Speaking of difficulties, I’m very proud of our team. We have a very young and inexperienced team who had the odds against them, but they all fought valiantly all day long. There were so many ups and downs. And the summation of all those ups and downs exhausted our coaching staff and team. However, we landed two kids in the finals and two kids in the semifinals when it was all done. Our 220-pounder took first. Our 132-pounder, who we bumped up to 138-pounds, took 2nd. Our 152- pounder, Dakota, who bravely fought his way back, took 3rd. And our brand new 160-pounder, who we bumped up to 170-pounds, took 4th. As a team with no wrestlers in the bottom four weight classes, we took 7th. That’s impressive!

I am so proud of this team. These young boys were really up against a lot of adversity on this day, and they stepped up with all they had and did the best they could. Not a single kid quit on themselves or us. And that’s all we coaches can ask for. This season is going to be one heck of a season, indeed!
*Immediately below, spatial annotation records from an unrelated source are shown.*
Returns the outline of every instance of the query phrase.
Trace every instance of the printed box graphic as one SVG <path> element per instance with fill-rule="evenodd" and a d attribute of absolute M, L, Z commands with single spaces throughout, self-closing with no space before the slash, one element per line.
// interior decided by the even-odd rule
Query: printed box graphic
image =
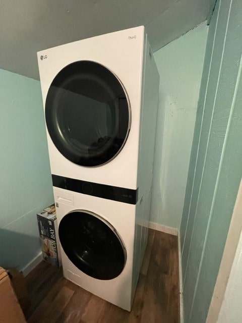
<path fill-rule="evenodd" d="M 43 259 L 51 264 L 62 265 L 58 227 L 54 204 L 37 214 Z"/>

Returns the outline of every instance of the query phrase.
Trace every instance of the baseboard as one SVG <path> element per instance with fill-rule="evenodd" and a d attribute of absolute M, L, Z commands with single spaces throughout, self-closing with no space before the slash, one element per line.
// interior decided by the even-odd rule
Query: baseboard
<path fill-rule="evenodd" d="M 37 255 L 31 261 L 30 261 L 21 271 L 24 276 L 26 276 L 30 272 L 34 269 L 43 260 L 42 251 Z"/>
<path fill-rule="evenodd" d="M 179 261 L 179 312 L 180 323 L 184 323 L 184 316 L 183 309 L 183 271 L 182 270 L 182 253 L 180 247 L 180 232 L 178 233 L 178 256 Z"/>
<path fill-rule="evenodd" d="M 163 226 L 161 224 L 159 224 L 158 223 L 149 222 L 149 228 L 150 229 L 153 229 L 154 230 L 157 230 L 157 231 L 161 231 L 161 232 L 164 232 L 165 233 L 169 233 L 169 234 L 172 234 L 173 236 L 178 236 L 178 231 L 177 229 L 170 228 L 170 227 L 166 227 L 166 226 Z"/>

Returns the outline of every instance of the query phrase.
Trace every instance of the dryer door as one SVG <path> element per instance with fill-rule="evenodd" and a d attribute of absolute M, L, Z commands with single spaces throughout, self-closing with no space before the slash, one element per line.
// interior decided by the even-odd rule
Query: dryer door
<path fill-rule="evenodd" d="M 68 213 L 60 221 L 58 233 L 67 256 L 86 275 L 109 280 L 124 269 L 124 244 L 113 227 L 98 215 L 83 210 Z"/>
<path fill-rule="evenodd" d="M 71 162 L 97 166 L 122 149 L 131 125 L 128 95 L 108 69 L 81 61 L 56 75 L 45 102 L 45 120 L 57 149 Z"/>

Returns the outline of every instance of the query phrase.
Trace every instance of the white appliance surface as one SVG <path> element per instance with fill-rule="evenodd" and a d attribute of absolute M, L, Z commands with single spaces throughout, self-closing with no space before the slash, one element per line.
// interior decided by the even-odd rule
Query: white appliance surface
<path fill-rule="evenodd" d="M 93 278 L 78 269 L 61 247 L 64 276 L 101 298 L 130 310 L 138 279 L 136 278 L 136 281 L 132 284 L 135 227 L 139 225 L 136 225 L 136 206 L 55 188 L 54 195 L 55 203 L 58 205 L 56 209 L 58 225 L 65 215 L 74 210 L 92 212 L 113 227 L 123 242 L 127 253 L 126 263 L 121 274 L 113 279 L 101 280 Z M 140 237 L 137 242 L 140 241 Z M 136 248 L 140 248 L 139 243 Z M 140 255 L 139 251 L 136 250 L 137 254 Z M 138 264 L 141 259 L 136 262 Z M 135 272 L 139 273 L 139 269 Z"/>
<path fill-rule="evenodd" d="M 68 160 L 56 149 L 46 129 L 52 174 L 137 189 L 140 120 L 144 85 L 144 48 L 146 45 L 146 34 L 144 27 L 140 26 L 38 52 L 44 107 L 48 90 L 55 76 L 67 65 L 82 60 L 97 62 L 111 71 L 123 85 L 131 107 L 131 128 L 124 146 L 113 159 L 99 166 L 81 166 Z M 150 126 L 154 128 L 153 125 Z"/>

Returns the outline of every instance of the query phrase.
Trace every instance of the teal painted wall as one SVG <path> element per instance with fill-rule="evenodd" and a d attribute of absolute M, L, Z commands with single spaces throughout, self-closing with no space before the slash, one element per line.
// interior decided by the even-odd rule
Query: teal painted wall
<path fill-rule="evenodd" d="M 209 27 L 180 226 L 185 323 L 205 323 L 242 176 L 240 0 Z"/>
<path fill-rule="evenodd" d="M 53 202 L 40 82 L 0 70 L 0 265 L 40 251 L 36 213 Z"/>
<path fill-rule="evenodd" d="M 160 79 L 150 221 L 177 229 L 208 31 L 202 24 L 154 53 Z"/>

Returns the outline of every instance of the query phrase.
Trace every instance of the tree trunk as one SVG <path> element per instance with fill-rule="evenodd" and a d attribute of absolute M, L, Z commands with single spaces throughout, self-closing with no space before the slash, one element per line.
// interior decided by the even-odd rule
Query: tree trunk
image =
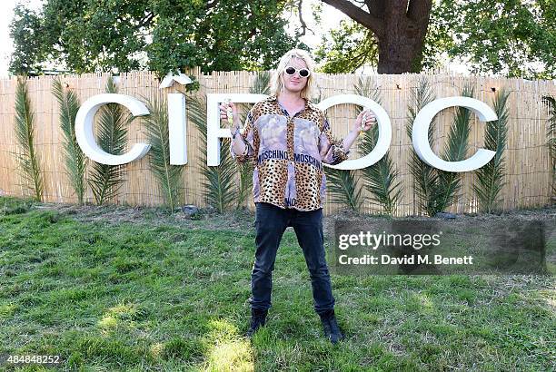
<path fill-rule="evenodd" d="M 364 0 L 369 12 L 347 0 L 322 0 L 372 31 L 379 73 L 418 73 L 432 0 Z"/>

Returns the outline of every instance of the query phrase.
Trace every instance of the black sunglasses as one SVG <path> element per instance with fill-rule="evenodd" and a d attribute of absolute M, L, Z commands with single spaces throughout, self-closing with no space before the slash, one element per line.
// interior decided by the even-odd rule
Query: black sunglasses
<path fill-rule="evenodd" d="M 309 70 L 307 70 L 306 68 L 302 68 L 302 69 L 296 69 L 293 66 L 287 66 L 284 70 L 284 72 L 286 73 L 286 74 L 293 76 L 295 74 L 295 72 L 299 71 L 299 75 L 301 77 L 307 77 L 311 74 L 311 72 Z"/>

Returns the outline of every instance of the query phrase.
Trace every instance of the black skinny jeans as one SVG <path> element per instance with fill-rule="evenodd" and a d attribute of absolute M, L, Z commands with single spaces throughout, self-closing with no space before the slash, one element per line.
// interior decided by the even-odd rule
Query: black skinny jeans
<path fill-rule="evenodd" d="M 268 309 L 271 307 L 273 270 L 282 236 L 292 226 L 303 250 L 311 275 L 314 310 L 323 314 L 334 308 L 330 274 L 324 256 L 323 209 L 316 210 L 283 210 L 273 204 L 256 203 L 255 261 L 251 273 L 251 308 Z"/>

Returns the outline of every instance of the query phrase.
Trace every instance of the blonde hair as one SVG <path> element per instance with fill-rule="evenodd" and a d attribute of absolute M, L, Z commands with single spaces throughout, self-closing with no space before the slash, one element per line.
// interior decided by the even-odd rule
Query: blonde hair
<path fill-rule="evenodd" d="M 271 92 L 278 96 L 283 91 L 283 71 L 290 64 L 292 58 L 299 58 L 305 62 L 307 68 L 311 71 L 309 77 L 307 78 L 307 83 L 305 87 L 301 91 L 301 97 L 311 101 L 313 94 L 316 89 L 316 81 L 314 76 L 314 61 L 311 57 L 308 52 L 303 49 L 292 49 L 280 58 L 278 67 L 274 71 L 272 78 Z"/>

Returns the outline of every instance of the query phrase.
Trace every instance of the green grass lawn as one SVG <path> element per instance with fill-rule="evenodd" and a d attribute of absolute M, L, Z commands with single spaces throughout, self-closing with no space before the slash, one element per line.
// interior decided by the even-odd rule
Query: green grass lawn
<path fill-rule="evenodd" d="M 347 338 L 330 344 L 291 228 L 248 339 L 253 220 L 0 198 L 0 355 L 110 371 L 556 367 L 553 277 L 333 275 Z"/>

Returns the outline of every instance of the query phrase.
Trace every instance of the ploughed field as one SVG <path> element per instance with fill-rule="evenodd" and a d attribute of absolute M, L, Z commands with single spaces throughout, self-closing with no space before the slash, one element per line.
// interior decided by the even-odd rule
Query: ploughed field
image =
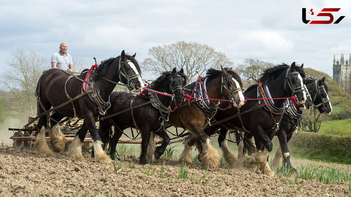
<path fill-rule="evenodd" d="M 351 185 L 326 184 L 294 175 L 257 174 L 244 167 L 228 169 L 225 163 L 208 171 L 187 169 L 174 161 L 141 165 L 125 155 L 111 164 L 97 163 L 88 154 L 74 160 L 64 154 L 54 156 L 31 151 L 0 148 L 0 196 L 348 196 Z M 297 167 L 337 169 L 349 165 L 293 160 Z M 304 167 L 303 169 L 305 169 Z M 340 178 L 339 178 L 340 179 Z M 341 178 L 345 178 L 344 177 Z"/>

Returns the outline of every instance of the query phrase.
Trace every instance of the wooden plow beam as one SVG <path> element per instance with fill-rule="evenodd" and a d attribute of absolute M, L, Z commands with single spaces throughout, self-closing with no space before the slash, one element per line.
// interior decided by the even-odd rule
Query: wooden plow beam
<path fill-rule="evenodd" d="M 74 139 L 74 136 L 75 136 L 74 134 L 65 135 L 66 137 L 66 142 L 72 142 Z M 50 141 L 48 137 L 46 137 L 46 141 L 48 142 Z M 12 137 L 10 138 L 11 139 L 19 141 L 35 141 L 37 137 L 35 136 L 28 136 L 28 137 Z M 155 140 L 155 143 L 158 143 L 160 142 L 161 140 L 156 139 Z M 91 137 L 86 137 L 84 138 L 85 142 L 91 142 Z M 120 138 L 118 140 L 119 144 L 141 144 L 141 139 L 139 139 L 135 140 L 132 140 L 131 139 L 127 138 Z"/>

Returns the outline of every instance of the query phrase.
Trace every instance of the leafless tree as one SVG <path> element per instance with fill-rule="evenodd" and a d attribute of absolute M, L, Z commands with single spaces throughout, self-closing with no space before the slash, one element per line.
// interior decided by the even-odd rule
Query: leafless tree
<path fill-rule="evenodd" d="M 249 85 L 256 82 L 265 69 L 274 66 L 273 63 L 257 59 L 245 59 L 243 64 L 239 64 L 237 69 L 241 79 Z"/>
<path fill-rule="evenodd" d="M 19 48 L 12 52 L 6 62 L 9 66 L 2 77 L 4 84 L 22 110 L 33 114 L 36 109 L 37 84 L 43 71 L 49 68 L 49 64 L 35 53 L 26 54 Z"/>
<path fill-rule="evenodd" d="M 233 63 L 223 53 L 216 51 L 207 45 L 197 42 L 178 41 L 168 45 L 153 47 L 149 49 L 151 56 L 143 62 L 148 71 L 160 73 L 176 67 L 183 68 L 189 81 L 197 77 L 196 72 L 204 75 L 210 68 L 230 67 Z"/>

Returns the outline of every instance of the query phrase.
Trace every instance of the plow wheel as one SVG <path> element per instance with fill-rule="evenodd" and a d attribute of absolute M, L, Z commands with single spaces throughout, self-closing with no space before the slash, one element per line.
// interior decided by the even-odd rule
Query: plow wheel
<path fill-rule="evenodd" d="M 17 131 L 15 133 L 13 137 L 23 137 L 23 134 L 21 131 Z M 13 148 L 18 150 L 21 150 L 23 148 L 24 144 L 23 141 L 20 141 L 15 139 L 13 139 L 12 140 L 13 140 L 13 143 L 12 144 Z"/>
<path fill-rule="evenodd" d="M 25 131 L 23 134 L 23 136 L 24 137 L 29 137 L 31 136 L 31 134 L 28 131 Z M 32 146 L 32 141 L 25 141 L 23 142 L 23 148 L 26 150 L 30 150 Z"/>

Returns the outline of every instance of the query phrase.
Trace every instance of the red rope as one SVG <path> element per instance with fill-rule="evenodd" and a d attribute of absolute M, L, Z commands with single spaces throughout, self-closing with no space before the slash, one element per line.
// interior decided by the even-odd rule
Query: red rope
<path fill-rule="evenodd" d="M 192 95 L 194 94 L 194 92 L 195 91 L 195 88 L 196 87 L 196 86 L 197 85 L 198 83 L 199 83 L 199 82 L 200 83 L 201 86 L 202 86 L 203 88 L 204 89 L 204 90 L 205 88 L 203 86 L 203 85 L 202 84 L 202 82 L 201 81 L 201 76 L 200 75 L 199 76 L 199 77 L 198 78 L 197 81 L 196 82 L 196 84 L 195 84 L 195 86 L 194 87 L 194 89 L 193 89 L 192 92 L 191 93 L 191 96 L 190 96 L 187 94 L 184 95 L 184 97 L 185 98 L 185 100 L 188 101 L 188 103 L 189 104 L 189 106 L 190 106 L 190 100 L 192 98 L 196 98 L 196 99 L 197 98 L 198 99 L 207 100 L 210 100 L 212 101 L 229 101 L 230 102 L 232 102 L 232 101 L 231 101 L 230 100 L 226 100 L 225 99 L 217 99 L 216 98 L 200 98 L 199 97 L 194 97 L 192 96 Z M 173 96 L 173 95 L 171 94 L 169 94 L 166 93 L 165 94 L 160 93 L 159 91 L 155 91 L 154 90 L 146 88 L 144 88 L 144 89 L 148 91 L 150 91 L 154 93 L 155 93 L 156 94 L 159 94 L 163 95 L 164 96 L 169 96 L 170 97 L 171 97 Z M 206 93 L 206 94 L 207 93 L 207 92 Z M 144 94 L 142 93 L 142 94 L 144 95 Z M 258 101 L 259 100 L 268 100 L 269 99 L 277 100 L 277 99 L 291 99 L 291 100 L 292 100 L 292 101 L 294 102 L 294 104 L 296 105 L 296 102 L 297 101 L 296 101 L 296 97 L 294 95 L 293 96 L 291 97 L 284 97 L 282 98 L 245 98 L 245 100 L 247 101 Z M 170 109 L 171 110 L 171 111 L 172 111 L 173 112 L 173 111 L 174 111 L 176 110 L 176 108 L 177 108 L 176 107 L 175 108 L 174 110 L 172 111 L 172 109 L 171 109 L 171 107 L 170 107 Z"/>
<path fill-rule="evenodd" d="M 160 92 L 159 91 L 155 91 L 155 90 L 151 90 L 151 89 L 149 89 L 147 88 L 144 88 L 144 90 L 146 90 L 147 91 L 150 91 L 151 92 L 153 92 L 153 93 L 155 93 L 156 94 L 160 94 L 161 95 L 163 95 L 164 96 L 169 96 L 170 97 L 172 97 L 172 96 L 173 96 L 173 95 L 172 95 L 172 94 L 167 94 L 167 93 L 161 93 L 161 92 Z"/>
<path fill-rule="evenodd" d="M 89 81 L 89 78 L 90 77 L 90 74 L 91 74 L 91 72 L 93 72 L 93 70 L 98 67 L 98 64 L 95 64 L 95 65 L 93 65 L 91 66 L 91 68 L 88 72 L 88 73 L 87 73 L 87 75 L 85 76 L 85 78 L 84 78 L 84 80 L 83 81 L 83 83 L 82 83 L 82 89 L 84 89 L 84 83 L 85 83 L 85 90 L 84 90 L 84 93 L 86 92 L 87 90 L 88 89 L 88 82 Z"/>

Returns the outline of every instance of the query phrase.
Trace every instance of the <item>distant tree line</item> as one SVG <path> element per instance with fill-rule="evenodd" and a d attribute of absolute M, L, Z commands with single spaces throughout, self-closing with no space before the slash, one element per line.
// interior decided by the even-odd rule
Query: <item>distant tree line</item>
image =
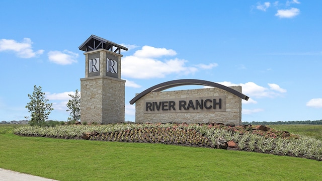
<path fill-rule="evenodd" d="M 243 124 L 251 124 L 251 125 L 292 125 L 292 124 L 309 124 L 309 125 L 322 125 L 322 120 L 316 121 L 276 121 L 276 122 L 267 122 L 267 121 L 252 121 L 251 122 L 243 122 Z"/>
And as for Dakota, the entire coaching staff realizes what he was up against with that grey skin. And even though the tournament didn’t go the way Dakota or we had hoped for him, we also know that he had a huge mountain to climb to fight his way back for 3rd place. And he did it. And it was very impressive.

When I had Dakota alone in the car for the ride home, I think we made a lot of progress on his outlook on wrestling. I think he now realizes that he doesn’t have to be perfect. He doesn’t have to win every match. And he doesn’t have to be a state champ. He just needs to be his best version of himself. And shooting for that best version and a state championship can help him shoot for the stars and miss with the moon. If he does hit the star, he can accomplish something amazing that he’ll always be proud of. If he misses and lands on the moon, he still would have been super successful and still have had an out-of-this-world- experience. And this moon landing, too, would lift him to an even better version of himself. And that’s exactly what we want. We want Dakota to become the best version of himself. We want him to become a good man by doing something very hard, like wrestling.

Oh yeah. One more thing. It was awesome to see Dakota’s off-season KT KIDZ wrestling teammate Ben Gorr at the wrestling tournament this weekend. Ben took second and then was sitting matside encouragement to Dakota when he was battling for 3rd place. Ben even pointed out to me that the table had messed up on Dakota’s score forgetting to give him back points he had earned for a Zook. The next day, Ben’s mom sent me a photo of Ben and Dakota standing together holding their trophies. That picture is priceless.